Ce midi, à l’heure du déjeuner (vous aurez bien deviné que je me trouvais alors à la fameuse « cafet’ Carrefour »), j’évoquais le sujet des cadeaux de Noël avec mon passionnant collègue dessinateur avec lequel j’avais seul le privilège de partager le repas… Celui-ci m’annonçait au cours de la conversation « Nous, les cadeaux de Noël pour les gosses on ne les achète pas trop tôt parce qu’ils les cherchent partout dans la maison ».

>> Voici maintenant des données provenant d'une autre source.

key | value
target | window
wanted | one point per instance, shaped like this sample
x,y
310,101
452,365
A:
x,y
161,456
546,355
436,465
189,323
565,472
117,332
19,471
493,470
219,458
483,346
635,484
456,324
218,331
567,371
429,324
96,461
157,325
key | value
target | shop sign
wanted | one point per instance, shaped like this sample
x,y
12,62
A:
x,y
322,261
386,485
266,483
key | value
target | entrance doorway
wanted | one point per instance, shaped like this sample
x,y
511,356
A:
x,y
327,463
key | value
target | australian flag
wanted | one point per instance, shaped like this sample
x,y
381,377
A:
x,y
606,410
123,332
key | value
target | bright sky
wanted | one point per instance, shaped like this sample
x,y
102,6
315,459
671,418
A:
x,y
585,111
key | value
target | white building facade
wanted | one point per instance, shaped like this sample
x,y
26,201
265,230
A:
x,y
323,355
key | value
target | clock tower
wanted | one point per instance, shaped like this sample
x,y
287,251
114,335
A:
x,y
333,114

Et bien tu vois papa, soudain je me suis souvenu avec beaucoup de précision de ce Noël passé alors que nous étions encore installés dans le Nord, à Herlies. J’avais peut-être dix ans, peut-être neuf, peut-être onze, mais je me souviens des cadeaux de l’hôpital que tu m’offrais à l’occasion des fêtes. Cette année-là, tu avais caché le fameux présent annuel dans le garage, derrière la chaudière, et l’objet n’avait pas échappé longtemps à ma curiosité de petit garçon. Rappelle-toi, c’était la maquette d’un B-29 Flying fortress, l’imposant bombardier de la seconde guerre mondiale, tristement célèbre pour avoir largué sur le Japon deux obus dévastateurs du nom de « Little boy » et « Fat man ». La maquette, au 1/48ème, se présentait dans une boîte gigantesque que j’avais peine à prendre dans mes petits bras.

B-29

Tous les matins, je prenais mon vélo-cross bleu et blanc pour me rendre à l’arrêt de bus. Je traversais la sombre petite cour gravillonnée séparant la maison du jardin puis pénétrais dans le grand hangar pour saisir fébrilement mon vélo, non sans avoir spirituellement fait un pied-de-nez monumental aux esprits malins habitant les lieux. Ensuite, marchant à ses cotés, je passais par le garage en prenant mille précautions pour ne pas rayer ta belle Renault Nevada bleue. Et c’est là que tous les matins, je m’arrêtais devant la chaudière pour jeter un œil à la grande boîte grise dissimulée derrière la chaudière. Chaque jour je m’aventurais un peu plus loin, découvrant petit à petit une nouvelle partie de l’emballage. Peut-être même qu’un matin j’eus le courage de sortir entièrement la boîte de sa cachette en murmurant un grand « whouaaahhhh…. » d’admiration.

Tout cela ne gâcha en rien le plaisir ressenti lors de l’ouverture des cadeaux quelques jours plus tard… Et finalement c’est grâce à ces moments si particuliers gravés pour toujours dans mon esprit que Noël sera toujours, à mes yeux, un moment magique.